Emekli generallerin ‘Kürt sorunu’ konusundaki itirafları, umulandan daha fazla yankı yaptı. Milliyet’te yayınlanan (3-7 Kasım 2007) röportajlarda emekli komutanlar özetle; “Güneydoğu konusunda yanlış işler yaptık, itiraf ediyoruz” anlamına gelecek beyanlarda bulundu.
Emekli generallerin itirafları üzerine, “Emeklilerin gördüğünü işbaşındakiler görmez mi?” diye sormuş ve “Bugünkü idarecilerden de emeklilik günlerinde benzer tesbitleri duymak istemiyoruz” temennisinde bulunmuştuk. (Yeni Asya, 5 Kasım 2007)
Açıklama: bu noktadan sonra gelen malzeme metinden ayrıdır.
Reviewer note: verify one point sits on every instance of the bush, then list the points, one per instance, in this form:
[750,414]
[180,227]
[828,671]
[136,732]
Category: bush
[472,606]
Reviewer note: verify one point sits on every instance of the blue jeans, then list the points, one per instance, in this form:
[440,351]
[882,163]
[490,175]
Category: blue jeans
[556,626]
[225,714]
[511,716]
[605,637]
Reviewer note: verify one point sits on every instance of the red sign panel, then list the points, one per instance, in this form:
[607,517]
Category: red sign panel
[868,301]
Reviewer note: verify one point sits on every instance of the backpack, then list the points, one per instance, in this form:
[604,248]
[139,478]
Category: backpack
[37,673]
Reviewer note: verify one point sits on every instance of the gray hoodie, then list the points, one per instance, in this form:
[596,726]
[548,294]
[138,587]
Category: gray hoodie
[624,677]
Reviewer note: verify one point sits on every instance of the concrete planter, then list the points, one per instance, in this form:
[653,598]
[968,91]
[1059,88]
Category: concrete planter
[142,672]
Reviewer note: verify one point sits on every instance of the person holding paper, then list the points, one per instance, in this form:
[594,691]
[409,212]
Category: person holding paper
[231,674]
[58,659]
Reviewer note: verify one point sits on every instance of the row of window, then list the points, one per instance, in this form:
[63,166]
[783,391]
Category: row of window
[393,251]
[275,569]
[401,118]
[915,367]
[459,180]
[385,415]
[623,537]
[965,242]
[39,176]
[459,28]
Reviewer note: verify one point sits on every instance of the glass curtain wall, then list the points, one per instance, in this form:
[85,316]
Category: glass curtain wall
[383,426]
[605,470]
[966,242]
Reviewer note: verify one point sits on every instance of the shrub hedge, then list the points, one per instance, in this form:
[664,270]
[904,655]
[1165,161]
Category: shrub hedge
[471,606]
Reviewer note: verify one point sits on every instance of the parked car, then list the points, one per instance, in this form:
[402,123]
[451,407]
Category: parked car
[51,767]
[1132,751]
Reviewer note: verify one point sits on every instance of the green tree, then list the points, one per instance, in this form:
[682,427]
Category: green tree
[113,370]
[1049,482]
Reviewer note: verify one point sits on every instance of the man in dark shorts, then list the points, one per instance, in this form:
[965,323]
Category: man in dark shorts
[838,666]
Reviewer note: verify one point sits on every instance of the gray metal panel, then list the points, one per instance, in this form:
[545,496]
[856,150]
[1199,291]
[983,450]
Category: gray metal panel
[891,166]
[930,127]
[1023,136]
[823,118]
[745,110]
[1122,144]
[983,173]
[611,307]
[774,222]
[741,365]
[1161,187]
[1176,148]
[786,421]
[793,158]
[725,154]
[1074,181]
Milliyet’te 5 gün devam eden ‘dizi röportaj’ları değerlendiren çok sayıda köşe yazısı yayınlandı. Bu yazıların ortak noktası, komutanların bu itiraflarında geç kaldığı ve böyle bile olsa bu günden sonra ne yapılacağıydı. Meselâ, Nazlı Ilıcak, “Yalman ve Evren’in yegâne hataları, Kürt meselesinde yanlışı değerlendirmeleri değil” derken (Sabah, 8 Kasım 2007), Taha Akyol, “Artık bu aşamada bari eski şartlanmalarımızdan kaynaklanan hataları yapmamalıyız” diyordu. (Milliyet, 8 Kasım 2007) Can alıcı bir soru da İsmet Berkan’dan geldi: “Emekli komutanlar, bugün sahip oldukları görüşleri, görevlerini yaparken de dile getirmiş miydiler?” (Radikal, 8 Kasım 2007) Daha pek çok yazar, benzer sorgulamayı yaptı ve komutanların bugün itiraf ettikleri ‘doğru’ları o günlerde dile getirenlerin ‘vatan haini’ ilân edildiklerine de dikkat çektiler. (Ergun Babahan, Sabah, 8 Kasım 2007)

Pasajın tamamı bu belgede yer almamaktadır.